Jeden wydawca proponował nam zysk w wysokości 10 %, tłumacząc, że aż tyle płacą tylko autorom, którzy finansują wydanie z własnej kieszeni. U innego wydawcy było to 20 %, co przy kilku tysięcznych kosztach po stronie autora wypada dosyć blado.
Schyłek stycznia 2021 roku i początek lutego spędziłem na zastanawianiu się, co robić dalej. Nikt nie chciał wydać mojej książki za darmo, wmawiając mi, że to normalna oferta dla debiutanta. Otóż nie jest normalna, więc przyszłych autorów ostrzegam przed taką praktyką wyłudzania od pisarzy pieniędzy.
Chociaż najpierw miałem ochotę przestać pisać, to ostatecznie razem z Różą i Antoniną podjęliśmy decyzję, że sami wydamy tę powieść.
Tak po tygodniach zadumy zrodziła się we mnie idea self-publishingu. Najpierw poczytałem na ten temat, aby nie skakać od razu na głęboką wodę. Wykorzystałem rady od wszystkich wydawców i jeszcze raz poprawiłem tekst. Pozbyłem się kilku powtórzeń (bo wcale nie było ich tak dużo), skróciłem niektóre fragmenty, jeszcze bardziej dynamizując tekst aż w końcu zleciłem korektę i redakcję, które ruszą w kwietniu, a okładkę zaprojektowałem samodzielnie dzięki programowi Canva.
Pewną formę pomocy otrzymałem ze strony Marty Grzybowskiej - pisarki, która również sama wydała swoją powieść pt.

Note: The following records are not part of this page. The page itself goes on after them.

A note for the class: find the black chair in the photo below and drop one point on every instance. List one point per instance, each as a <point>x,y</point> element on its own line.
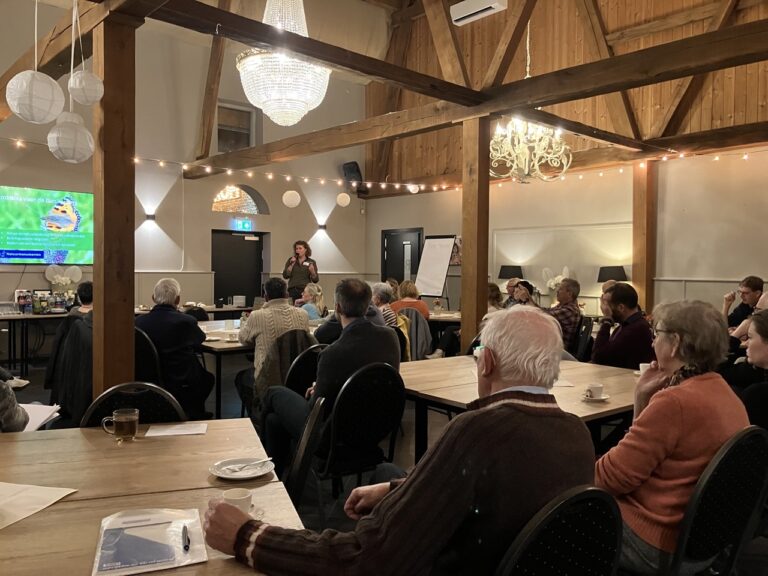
<point>368,409</point>
<point>726,504</point>
<point>303,370</point>
<point>155,404</point>
<point>295,479</point>
<point>147,359</point>
<point>583,350</point>
<point>578,532</point>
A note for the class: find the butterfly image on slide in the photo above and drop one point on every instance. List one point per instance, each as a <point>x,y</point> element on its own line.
<point>63,217</point>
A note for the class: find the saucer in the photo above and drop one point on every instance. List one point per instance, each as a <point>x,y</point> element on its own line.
<point>602,398</point>
<point>218,469</point>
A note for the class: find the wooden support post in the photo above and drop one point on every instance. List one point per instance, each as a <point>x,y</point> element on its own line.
<point>474,226</point>
<point>114,128</point>
<point>644,216</point>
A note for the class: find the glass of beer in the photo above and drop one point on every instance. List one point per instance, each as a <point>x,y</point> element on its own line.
<point>125,424</point>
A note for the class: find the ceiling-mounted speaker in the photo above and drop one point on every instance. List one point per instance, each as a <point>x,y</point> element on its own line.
<point>352,174</point>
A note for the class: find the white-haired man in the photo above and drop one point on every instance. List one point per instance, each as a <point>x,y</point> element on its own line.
<point>492,469</point>
<point>176,336</point>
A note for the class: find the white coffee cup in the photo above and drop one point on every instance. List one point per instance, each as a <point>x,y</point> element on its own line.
<point>594,391</point>
<point>239,498</point>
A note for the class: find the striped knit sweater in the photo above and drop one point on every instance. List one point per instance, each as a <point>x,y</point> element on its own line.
<point>266,325</point>
<point>13,417</point>
<point>492,469</point>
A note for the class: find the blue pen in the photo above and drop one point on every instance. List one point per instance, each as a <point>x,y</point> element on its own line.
<point>185,538</point>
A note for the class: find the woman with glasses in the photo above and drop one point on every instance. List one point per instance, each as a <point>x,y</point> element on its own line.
<point>684,412</point>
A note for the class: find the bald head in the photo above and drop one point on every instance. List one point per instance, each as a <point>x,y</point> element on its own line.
<point>522,347</point>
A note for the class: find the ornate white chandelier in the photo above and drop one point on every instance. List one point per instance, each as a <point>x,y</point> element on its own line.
<point>523,148</point>
<point>282,86</point>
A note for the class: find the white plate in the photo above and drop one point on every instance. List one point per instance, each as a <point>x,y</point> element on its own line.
<point>603,398</point>
<point>218,469</point>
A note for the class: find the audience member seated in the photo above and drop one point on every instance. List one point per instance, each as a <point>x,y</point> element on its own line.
<point>750,290</point>
<point>275,318</point>
<point>382,298</point>
<point>13,418</point>
<point>755,396</point>
<point>361,343</point>
<point>468,497</point>
<point>631,342</point>
<point>450,340</point>
<point>567,312</point>
<point>684,412</point>
<point>312,301</point>
<point>85,298</point>
<point>330,330</point>
<point>177,338</point>
<point>409,298</point>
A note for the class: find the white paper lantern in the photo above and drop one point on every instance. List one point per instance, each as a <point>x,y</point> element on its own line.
<point>69,140</point>
<point>291,198</point>
<point>34,97</point>
<point>343,199</point>
<point>86,88</point>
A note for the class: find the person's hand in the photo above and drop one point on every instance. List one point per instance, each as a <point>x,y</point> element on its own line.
<point>222,522</point>
<point>363,499</point>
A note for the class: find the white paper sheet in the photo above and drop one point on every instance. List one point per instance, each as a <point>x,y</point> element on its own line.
<point>177,429</point>
<point>39,415</point>
<point>17,501</point>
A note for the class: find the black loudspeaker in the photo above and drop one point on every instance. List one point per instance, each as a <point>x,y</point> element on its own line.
<point>352,174</point>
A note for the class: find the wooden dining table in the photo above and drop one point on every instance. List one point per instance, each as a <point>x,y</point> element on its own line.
<point>110,477</point>
<point>451,383</point>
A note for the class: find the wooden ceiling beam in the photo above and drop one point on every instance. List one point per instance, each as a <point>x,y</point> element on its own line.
<point>206,19</point>
<point>686,90</point>
<point>674,20</point>
<point>509,42</point>
<point>53,48</point>
<point>446,43</point>
<point>618,104</point>
<point>211,96</point>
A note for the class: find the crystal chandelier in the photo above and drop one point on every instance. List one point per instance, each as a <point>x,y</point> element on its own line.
<point>523,148</point>
<point>282,86</point>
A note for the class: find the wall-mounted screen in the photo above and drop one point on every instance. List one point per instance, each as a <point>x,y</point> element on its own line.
<point>45,226</point>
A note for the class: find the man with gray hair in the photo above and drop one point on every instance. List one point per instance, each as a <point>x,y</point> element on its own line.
<point>493,468</point>
<point>177,337</point>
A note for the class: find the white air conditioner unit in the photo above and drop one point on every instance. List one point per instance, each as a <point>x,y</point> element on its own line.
<point>471,10</point>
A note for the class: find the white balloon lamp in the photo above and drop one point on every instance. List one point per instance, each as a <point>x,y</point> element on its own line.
<point>291,198</point>
<point>70,141</point>
<point>34,97</point>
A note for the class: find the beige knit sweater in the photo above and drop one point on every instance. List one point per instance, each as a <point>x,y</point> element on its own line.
<point>266,325</point>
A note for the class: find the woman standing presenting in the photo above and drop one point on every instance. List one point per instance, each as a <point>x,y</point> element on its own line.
<point>300,269</point>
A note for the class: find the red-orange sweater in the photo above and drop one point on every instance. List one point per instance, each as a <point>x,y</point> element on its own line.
<point>654,469</point>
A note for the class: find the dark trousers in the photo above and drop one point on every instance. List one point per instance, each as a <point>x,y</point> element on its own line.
<point>284,414</point>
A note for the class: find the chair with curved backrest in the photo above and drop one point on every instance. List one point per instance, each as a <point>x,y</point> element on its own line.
<point>726,504</point>
<point>368,409</point>
<point>155,404</point>
<point>303,370</point>
<point>296,477</point>
<point>583,351</point>
<point>578,532</point>
<point>147,359</point>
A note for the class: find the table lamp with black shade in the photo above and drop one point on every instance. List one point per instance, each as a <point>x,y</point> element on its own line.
<point>611,273</point>
<point>507,272</point>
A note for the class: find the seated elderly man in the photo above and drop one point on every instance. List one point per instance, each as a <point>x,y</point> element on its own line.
<point>361,343</point>
<point>631,343</point>
<point>177,336</point>
<point>493,468</point>
<point>275,318</point>
<point>567,312</point>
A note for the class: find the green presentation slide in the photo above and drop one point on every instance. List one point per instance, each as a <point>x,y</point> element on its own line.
<point>45,226</point>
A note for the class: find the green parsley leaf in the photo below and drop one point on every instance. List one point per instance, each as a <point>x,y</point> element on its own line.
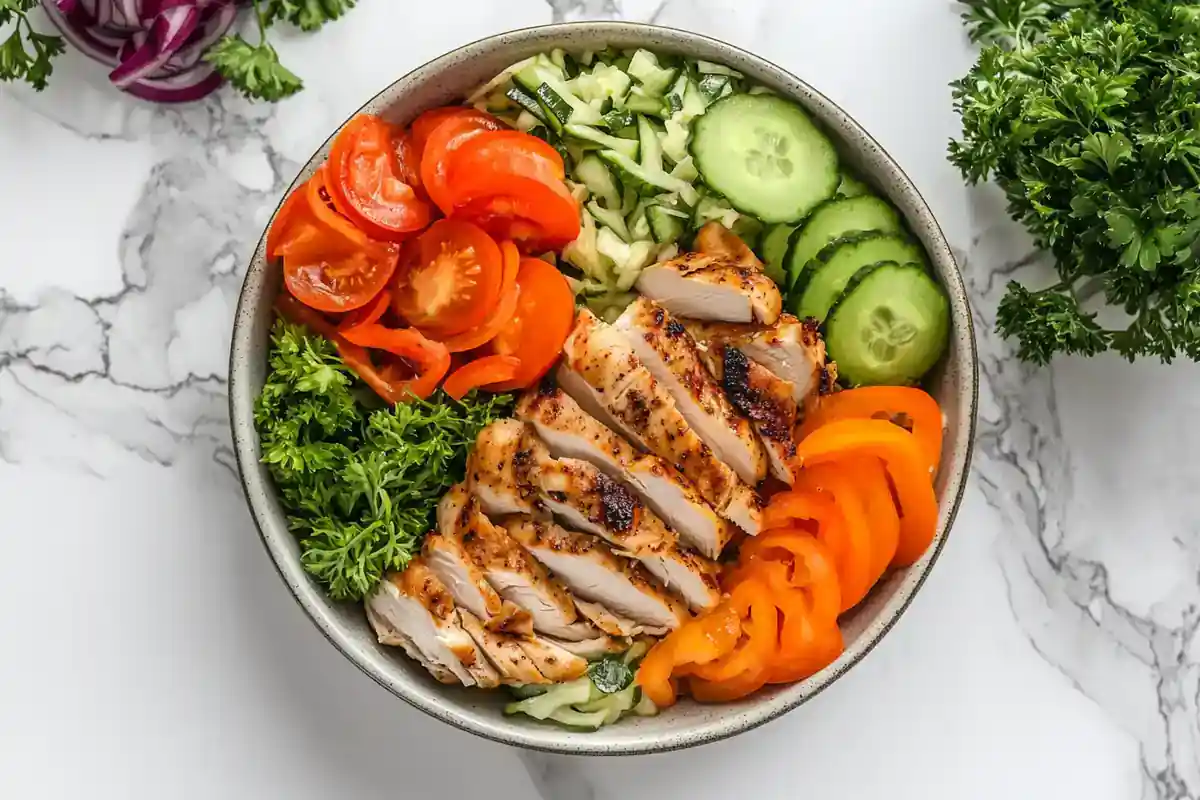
<point>253,71</point>
<point>306,14</point>
<point>27,55</point>
<point>359,483</point>
<point>1084,113</point>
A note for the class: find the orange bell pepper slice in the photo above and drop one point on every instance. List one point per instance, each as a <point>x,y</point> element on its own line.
<point>910,408</point>
<point>906,467</point>
<point>807,644</point>
<point>814,570</point>
<point>850,546</point>
<point>835,480</point>
<point>751,600</point>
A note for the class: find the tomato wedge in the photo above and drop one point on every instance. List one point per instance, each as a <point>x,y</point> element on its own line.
<point>450,134</point>
<point>451,278</point>
<point>499,318</point>
<point>538,216</point>
<point>480,373</point>
<point>540,324</point>
<point>367,180</point>
<point>429,360</point>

Ponad. Udzieliła mi potrzebnych informacji, dzięki którym wszystko zmierza w odpowiednią stronę.
Patronat medialny nad powieścią objęła Jagoda Szuster, która od jakiegoś czasu mocno mnie wspiera, więc logo jej bloga pojawi się na tylnej części szaty graficznej.
Mój zespół od tygodni pracuje nad planem promocyjnym książki oraz pozyskaniem księgarni i bibliotek, które nas w tym wesprą. Działamy pełną parą, nie bacząc na to, że w tradycyjnych wydawnictwach nam nie wyszło, bo sami staliśmy się wydawcą naszej wspólnej historii.

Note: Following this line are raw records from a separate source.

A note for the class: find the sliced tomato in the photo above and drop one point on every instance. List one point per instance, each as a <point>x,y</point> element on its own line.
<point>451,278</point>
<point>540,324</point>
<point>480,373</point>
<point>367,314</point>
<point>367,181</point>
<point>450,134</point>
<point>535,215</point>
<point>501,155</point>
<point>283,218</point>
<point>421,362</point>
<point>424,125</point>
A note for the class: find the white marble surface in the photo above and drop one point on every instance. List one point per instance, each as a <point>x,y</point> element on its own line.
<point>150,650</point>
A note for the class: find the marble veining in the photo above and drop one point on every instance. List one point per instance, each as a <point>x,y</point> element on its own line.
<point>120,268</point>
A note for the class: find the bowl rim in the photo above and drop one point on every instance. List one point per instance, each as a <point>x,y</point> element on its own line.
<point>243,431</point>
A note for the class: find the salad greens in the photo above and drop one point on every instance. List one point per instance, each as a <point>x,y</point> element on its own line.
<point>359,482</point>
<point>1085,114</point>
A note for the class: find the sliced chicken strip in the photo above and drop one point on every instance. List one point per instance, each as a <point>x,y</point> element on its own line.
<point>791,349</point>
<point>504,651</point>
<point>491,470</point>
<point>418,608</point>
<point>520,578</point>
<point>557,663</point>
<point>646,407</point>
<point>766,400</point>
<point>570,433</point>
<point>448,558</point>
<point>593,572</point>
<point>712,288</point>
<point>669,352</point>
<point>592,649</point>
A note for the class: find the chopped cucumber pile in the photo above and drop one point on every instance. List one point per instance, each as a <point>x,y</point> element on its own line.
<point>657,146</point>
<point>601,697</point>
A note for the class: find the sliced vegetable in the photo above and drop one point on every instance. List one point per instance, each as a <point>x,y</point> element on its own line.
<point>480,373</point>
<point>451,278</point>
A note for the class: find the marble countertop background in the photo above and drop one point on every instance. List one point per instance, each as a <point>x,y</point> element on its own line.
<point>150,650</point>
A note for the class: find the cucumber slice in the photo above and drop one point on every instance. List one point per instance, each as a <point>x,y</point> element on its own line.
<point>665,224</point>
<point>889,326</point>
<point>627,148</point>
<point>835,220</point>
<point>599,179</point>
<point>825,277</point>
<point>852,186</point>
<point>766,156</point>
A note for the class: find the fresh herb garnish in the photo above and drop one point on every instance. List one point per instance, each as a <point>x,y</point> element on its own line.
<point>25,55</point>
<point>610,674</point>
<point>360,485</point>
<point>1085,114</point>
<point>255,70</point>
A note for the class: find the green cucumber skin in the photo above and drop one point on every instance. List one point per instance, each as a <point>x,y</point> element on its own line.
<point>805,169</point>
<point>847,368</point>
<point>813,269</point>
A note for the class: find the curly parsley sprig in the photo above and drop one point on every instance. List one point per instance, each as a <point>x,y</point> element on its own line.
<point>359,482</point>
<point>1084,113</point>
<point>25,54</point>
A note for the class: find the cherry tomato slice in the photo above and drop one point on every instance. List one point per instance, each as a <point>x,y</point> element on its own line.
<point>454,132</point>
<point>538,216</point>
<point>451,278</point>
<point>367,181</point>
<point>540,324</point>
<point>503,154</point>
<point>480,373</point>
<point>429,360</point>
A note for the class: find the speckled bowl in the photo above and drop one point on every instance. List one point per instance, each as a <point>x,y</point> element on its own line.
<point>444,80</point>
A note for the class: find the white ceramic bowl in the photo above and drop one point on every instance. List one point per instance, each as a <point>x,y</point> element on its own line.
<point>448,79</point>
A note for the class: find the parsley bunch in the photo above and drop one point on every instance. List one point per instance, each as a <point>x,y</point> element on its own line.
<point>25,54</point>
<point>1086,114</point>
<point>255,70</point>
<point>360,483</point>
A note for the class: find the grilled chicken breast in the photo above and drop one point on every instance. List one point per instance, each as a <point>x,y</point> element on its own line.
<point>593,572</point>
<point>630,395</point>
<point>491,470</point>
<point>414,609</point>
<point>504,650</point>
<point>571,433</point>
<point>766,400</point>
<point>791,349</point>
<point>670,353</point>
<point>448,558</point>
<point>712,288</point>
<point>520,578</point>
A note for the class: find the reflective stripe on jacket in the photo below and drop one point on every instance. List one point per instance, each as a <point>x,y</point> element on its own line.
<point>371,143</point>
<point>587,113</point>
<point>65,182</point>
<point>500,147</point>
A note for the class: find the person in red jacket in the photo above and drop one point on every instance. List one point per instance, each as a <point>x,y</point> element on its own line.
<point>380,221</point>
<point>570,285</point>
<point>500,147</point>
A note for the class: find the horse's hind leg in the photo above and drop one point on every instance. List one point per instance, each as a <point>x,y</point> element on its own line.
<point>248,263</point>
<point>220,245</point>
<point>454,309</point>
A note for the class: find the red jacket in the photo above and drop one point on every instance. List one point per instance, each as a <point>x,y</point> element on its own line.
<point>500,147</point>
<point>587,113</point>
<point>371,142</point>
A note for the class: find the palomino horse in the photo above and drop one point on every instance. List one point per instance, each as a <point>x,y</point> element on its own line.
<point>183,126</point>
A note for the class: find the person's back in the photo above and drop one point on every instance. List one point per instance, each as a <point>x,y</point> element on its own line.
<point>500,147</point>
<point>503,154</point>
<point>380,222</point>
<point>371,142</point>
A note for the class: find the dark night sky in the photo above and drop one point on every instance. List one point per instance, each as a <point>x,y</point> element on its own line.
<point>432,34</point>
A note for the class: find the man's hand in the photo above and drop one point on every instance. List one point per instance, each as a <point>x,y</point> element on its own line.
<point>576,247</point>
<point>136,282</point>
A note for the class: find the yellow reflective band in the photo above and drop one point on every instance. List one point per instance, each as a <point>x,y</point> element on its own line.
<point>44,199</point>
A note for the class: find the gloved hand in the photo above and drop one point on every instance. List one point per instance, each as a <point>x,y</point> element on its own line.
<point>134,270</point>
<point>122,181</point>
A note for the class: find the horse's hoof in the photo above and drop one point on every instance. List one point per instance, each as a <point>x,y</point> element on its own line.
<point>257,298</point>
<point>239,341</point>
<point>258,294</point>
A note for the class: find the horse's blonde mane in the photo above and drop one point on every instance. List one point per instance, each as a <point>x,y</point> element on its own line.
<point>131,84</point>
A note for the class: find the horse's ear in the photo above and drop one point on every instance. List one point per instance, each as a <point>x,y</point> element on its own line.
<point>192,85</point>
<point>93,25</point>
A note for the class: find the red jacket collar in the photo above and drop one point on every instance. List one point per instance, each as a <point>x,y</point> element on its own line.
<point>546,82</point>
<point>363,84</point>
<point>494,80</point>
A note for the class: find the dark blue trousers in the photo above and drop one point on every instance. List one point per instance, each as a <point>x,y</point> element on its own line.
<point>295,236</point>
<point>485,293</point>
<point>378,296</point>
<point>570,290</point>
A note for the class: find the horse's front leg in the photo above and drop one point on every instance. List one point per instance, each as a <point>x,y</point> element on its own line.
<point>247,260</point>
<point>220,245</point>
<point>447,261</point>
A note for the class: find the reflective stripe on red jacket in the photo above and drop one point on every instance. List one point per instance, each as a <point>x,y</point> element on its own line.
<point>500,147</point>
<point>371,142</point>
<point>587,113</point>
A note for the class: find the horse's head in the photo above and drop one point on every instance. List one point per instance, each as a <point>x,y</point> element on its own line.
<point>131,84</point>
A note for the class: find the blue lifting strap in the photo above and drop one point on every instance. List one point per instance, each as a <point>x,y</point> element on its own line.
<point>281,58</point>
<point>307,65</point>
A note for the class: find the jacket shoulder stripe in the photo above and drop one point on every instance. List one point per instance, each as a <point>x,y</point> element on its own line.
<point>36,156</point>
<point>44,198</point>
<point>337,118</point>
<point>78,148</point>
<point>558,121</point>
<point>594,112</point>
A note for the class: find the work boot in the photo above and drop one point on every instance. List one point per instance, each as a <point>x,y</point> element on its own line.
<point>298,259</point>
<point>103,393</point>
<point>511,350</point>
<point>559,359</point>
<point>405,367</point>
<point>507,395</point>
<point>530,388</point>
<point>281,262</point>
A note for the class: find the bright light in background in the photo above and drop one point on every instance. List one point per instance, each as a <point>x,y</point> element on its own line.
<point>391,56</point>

22 kwietnia wydamy krótką historię pt. Pragnę moich łez z powrotem, która będzie dostępna w Google Books w wersji e-book. Będzie ona ściśle powiązana z powieścią Diamentowy Cierń, bo obie wejdą w skład The Orbis Universe.
Ja i mój zespół daliśmy z siebie wszystko, a pierwszy tom trylogii Diamentowy Cierń zostanie wydany w wersji papierowej we wrześniu 2021 roku i czy przyniesie sukces czy też porażkę - jedno jest pewne, że przygoda z jej napisaniem i samodzielnym wydaniem warta jest zapamiętania i każdego zachodu.